Bernard is where Rep. Ilham Omar’s daughter was suspended from, for her participating in pro Palestine protests.

“Columbia ranked last in the nation for free speech on campus
The Foundation for Individual Rights and Expression has ranked Columbia last out of 203 colleges surveyed in its 2022 College Free Speech Rankings.

The University was given a rating of 9.91 on a scale of 100, and was the only school to get the speech climate categorization of “abysmal.” Barnard was also included in the rankings at 167th, with a score of 35.77 and a speech climate categorization of “below average.”

The University of Chicago came first in the rankings, while the University of Pennsylvania, Yale University, Georgetown University, and Northwestern University all ranked in the bottom 10.

The rankings, presented by FIRE, a nonpartisan nonprofit organization, and College Pulse, an online survey and analytics company, surveyed nearly 45,000 undergraduate students nationwide, including 251 Columbia students.”

https://www.columbiaspectator.com/news/2022/09/13/columbia-ranked-last-in-the-nation-for-free-speech-on-campus/

What a shame that a prestigious college like Columbia has shown such disregard for the rights of students who have been protesting various events for decades.
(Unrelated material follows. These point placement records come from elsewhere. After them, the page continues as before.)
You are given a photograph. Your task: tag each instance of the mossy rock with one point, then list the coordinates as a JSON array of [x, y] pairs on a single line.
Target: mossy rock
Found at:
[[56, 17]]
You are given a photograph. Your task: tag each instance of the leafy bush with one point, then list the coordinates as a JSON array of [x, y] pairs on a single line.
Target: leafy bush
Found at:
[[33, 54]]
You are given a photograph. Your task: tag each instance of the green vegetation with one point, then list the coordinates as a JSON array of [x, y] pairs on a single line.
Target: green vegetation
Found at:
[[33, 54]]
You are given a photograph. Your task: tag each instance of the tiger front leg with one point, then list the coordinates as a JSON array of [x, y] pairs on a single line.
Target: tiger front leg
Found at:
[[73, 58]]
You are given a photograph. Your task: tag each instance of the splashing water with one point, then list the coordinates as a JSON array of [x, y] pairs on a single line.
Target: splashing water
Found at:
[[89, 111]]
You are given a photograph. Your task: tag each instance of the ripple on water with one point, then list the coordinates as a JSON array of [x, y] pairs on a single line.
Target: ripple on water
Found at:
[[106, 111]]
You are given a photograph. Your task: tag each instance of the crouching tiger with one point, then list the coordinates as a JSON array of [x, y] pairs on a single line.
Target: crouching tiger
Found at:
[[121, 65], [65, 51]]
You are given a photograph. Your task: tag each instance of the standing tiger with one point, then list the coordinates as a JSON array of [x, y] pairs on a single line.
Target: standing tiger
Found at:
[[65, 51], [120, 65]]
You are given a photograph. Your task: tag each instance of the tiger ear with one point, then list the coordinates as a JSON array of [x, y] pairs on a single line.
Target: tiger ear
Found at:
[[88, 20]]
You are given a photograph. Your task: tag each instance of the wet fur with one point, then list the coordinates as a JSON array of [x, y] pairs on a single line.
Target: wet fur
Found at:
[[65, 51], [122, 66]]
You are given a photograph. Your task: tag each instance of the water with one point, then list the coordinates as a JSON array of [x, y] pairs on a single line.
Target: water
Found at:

“From the river to the sea, Palestinians will be free.”

“Ultimately they’ve already lost. And university administrators who capitulate to these attempts to extort them just look weak and clueless. It’s time to stand up to these McCarthyite tactics, and stand with students and faculty, not sell them out.”

I hope that will turn out to be true in the fullness of time. And I hope that time is before many more Palestinians are killed. But hope is not a prediction: clearly, Israel is not done, and Biden will not stop the slaughter. Our “elite” universities have not done as well as I would have expected, but those expectations were unfounded. Money and powerful organized lobbies have an impact even they cannot completely resist, as do “braying” members of Congress.

A recent discussion at The Electronic Intifada included a brief contrast between the global context of apartheid era South Africa and Israel today. The Afrikaners did not have a comparably powerful, organized group of supporters in Europe and North America. Analogies with the politics of the McCarthy and the Vietnam eras likewise are imperfect.

Years later, students shall read how some universities in 21st century were complicit in the Genocide! Long live Palestine!!